Jubran said getting them there was no easy task.

“We believe that wherever you go, you can take your education with you and it’s an ongoing thing, so managing financially was a priority for us,” she said.

Scholarships are covering the majority of the costs for all of Jubran’s children.  However, the small amount left is being paid out of pocket or with student loans.

Jubran says they didn’t set money aside in a college savings plan, but started years ago with planning and slashing their family budget.

“It was hard, we had to sacrifice,” Jubran said as she explained how the family cut out everything from eating out to home repair projects.

She also said the children often pitched in at the family business to stash away extra cash.

Fred Hiatt is the Chief Operating Officer at Red Door Wealth Management.  He says discipline is the key to start saving.

“It’s hard not buying new clothes, new shoes, a bigger car, a bigger home,” he said.

Hiatt also helped WREG break down the differences with two popular college savings plans.

The 529 Plan

  • Tax free
  • Covered expenses can be used at virtually any college in U.S.
  • Funds can be transferred to another dependent
  • Higher contribution limits

Hiatt says the higher contribution limits mean grandma and grandpa can pitch in if they’d like.

“You can have multiple family members who are interested in contributing, it’s a little bit easier to do the 529 plan that way,” he said.

State-by-State comparison

Read more on 529s here

The Tennessee Stars Program is an example of a 529 that’s sold directly to the customer, rather than by a financial adviser.

Such plans usually mean lower fees, plus additional sign up and even tax incentives.

Coverdell Education Savings Account

  • Tax free
  • Self directed investments
  • Money can be used for qualified K-12 expenses

Hiatt said, “It can be used K through 12, so you can put that money in there and use it for the lower level education in addition to college.”

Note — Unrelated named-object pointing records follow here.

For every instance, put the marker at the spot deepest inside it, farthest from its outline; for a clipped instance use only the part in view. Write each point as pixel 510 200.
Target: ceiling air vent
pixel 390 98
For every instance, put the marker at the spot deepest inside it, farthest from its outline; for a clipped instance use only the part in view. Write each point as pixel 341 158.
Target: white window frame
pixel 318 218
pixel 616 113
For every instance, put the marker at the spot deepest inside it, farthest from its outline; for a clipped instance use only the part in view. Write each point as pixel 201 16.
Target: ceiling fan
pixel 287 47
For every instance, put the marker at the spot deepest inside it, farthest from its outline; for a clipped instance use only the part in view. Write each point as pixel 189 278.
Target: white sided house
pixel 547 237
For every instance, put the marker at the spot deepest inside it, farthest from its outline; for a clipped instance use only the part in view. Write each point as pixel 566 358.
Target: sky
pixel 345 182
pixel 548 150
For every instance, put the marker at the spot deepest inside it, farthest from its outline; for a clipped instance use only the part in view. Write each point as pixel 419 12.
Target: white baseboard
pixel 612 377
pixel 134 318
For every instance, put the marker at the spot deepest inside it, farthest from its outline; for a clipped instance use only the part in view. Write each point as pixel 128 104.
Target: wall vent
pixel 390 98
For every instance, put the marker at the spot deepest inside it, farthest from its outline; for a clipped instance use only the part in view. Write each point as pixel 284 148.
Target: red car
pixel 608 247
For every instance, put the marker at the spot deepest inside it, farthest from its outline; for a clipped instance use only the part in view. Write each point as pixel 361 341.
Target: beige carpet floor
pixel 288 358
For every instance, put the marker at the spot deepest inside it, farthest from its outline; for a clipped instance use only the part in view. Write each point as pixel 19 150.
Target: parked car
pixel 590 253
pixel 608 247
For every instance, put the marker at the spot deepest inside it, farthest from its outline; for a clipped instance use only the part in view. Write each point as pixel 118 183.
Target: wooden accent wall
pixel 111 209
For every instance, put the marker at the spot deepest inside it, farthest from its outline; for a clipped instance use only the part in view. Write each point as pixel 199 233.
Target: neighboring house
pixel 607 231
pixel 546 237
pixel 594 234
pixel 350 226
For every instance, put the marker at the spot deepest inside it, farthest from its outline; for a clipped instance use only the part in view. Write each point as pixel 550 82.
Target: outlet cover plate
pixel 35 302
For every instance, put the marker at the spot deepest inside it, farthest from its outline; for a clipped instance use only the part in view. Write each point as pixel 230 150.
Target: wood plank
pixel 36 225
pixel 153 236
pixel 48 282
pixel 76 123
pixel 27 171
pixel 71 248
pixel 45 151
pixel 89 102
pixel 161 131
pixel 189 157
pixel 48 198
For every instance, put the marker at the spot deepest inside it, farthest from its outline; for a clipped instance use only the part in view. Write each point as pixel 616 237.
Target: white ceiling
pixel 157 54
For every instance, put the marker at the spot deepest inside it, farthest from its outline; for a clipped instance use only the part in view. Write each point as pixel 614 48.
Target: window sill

Read more on Coverdell ESAs here

Hiatt says the best advice he can offer isn’t financial.  He says the true investment in a child’s education starts early by focusing on their future.
Parents and family members can support by helping with homework, ACT prep classes, and encouraging extracurricular and community involvement.

That very approach led to scholarships for Jubran’s kids, which in turn slashed the price her family is paying to send four children to college. She says the whole family, especially the kids, have to buy in.

“It’s a process, it’s a big process and I learned if they’re in it and they accept responsibility, they will excel more,” she said.

Hiatt also encourages parents to begin saving as early as possible and consider direct deductions from their paychecks.